Journeys Around Shakespeare's Globe

by Andrew Dickson

Pub Date: April 5th, 2016
ISBN: 978-0-8050-9734-4
Publisher: Henry Holt

Shakespeare, performed in the most unlikely places.

In a melding of literary history and travelogue, journalist and BBC Radio presenter Dickson (The Rough Guide to Shakespeare, 2009, etc.) enthusiastically recounts his worldwide excursions in search of Shakespearean productions. As a playwright, Shakespeare “wrote bestride the world,” more often setting his works in far-flung places rather than his native Britain. When he turned to England, he reached back into history. Part of his motivation may have been to avoid censorship; “playwrights of the Elizabethan and Jacobean eras worked in continual fear of losing their livelihoods” if they offended those in power.

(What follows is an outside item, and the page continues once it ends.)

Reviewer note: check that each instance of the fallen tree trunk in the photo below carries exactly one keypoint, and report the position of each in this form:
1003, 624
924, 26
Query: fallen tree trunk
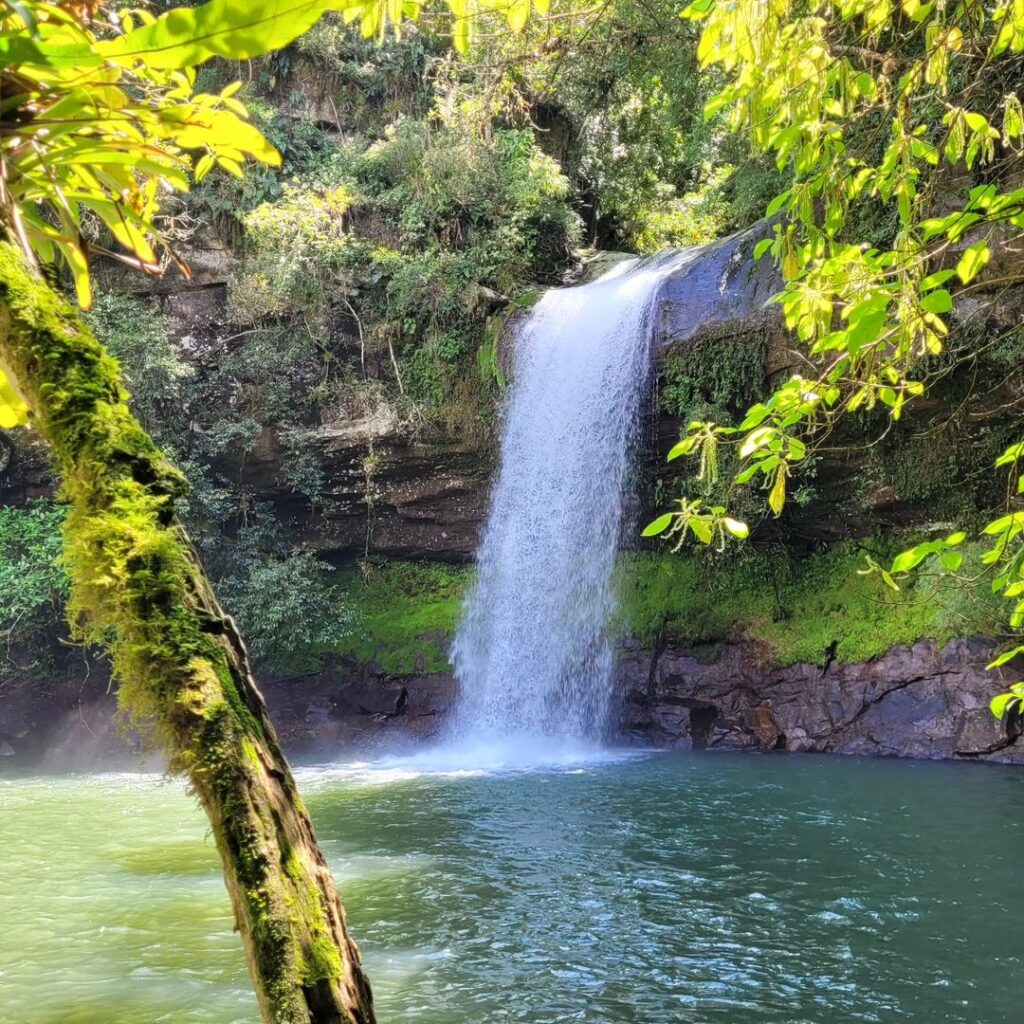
138, 588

But Dickson is more interested in how Shakespeare has been interpreted globally; to find out, he hopped around the world, watching performances and interviewing everyone who might enlighten him. Shakespeare has long been popular in Germany, he discovered, especially “at moments of political crisis or change,” such as the rise of Nazism. In South Africa, the author viewed performances inflected with the nation’s racial troubles. In Germany, he accompanied a woman who works on postwar political theater to a “self-consciously baffling” production of Coriolanus, “acted by five female performers wearing wigs to a soundtrack of corny eighties pop music.” Although he asserts that “in translation…the plays had a habit of wriggling free” to suggest new meanings, Dickson is confounded by the difficulties of translating them into Chinese. “The challenges…were almost innumerable,” a Chinese translator tells him, even with an apparently simple line such as, “To be or not to be.” The author is amused by the notion that for decades, Chinese scholars put forth Marxist interpretations: “Shakespeare excellently depicts the real nature of money,” Marx noted with satisfaction. Despite a tendency to digress—he reports on every thought, step, and sometimes irrelevant observation—Dickson proves himself a genial guide to Shakespeare’s huge influence and legacy.

A frequently illuminating investigation of Shakespeare around the world.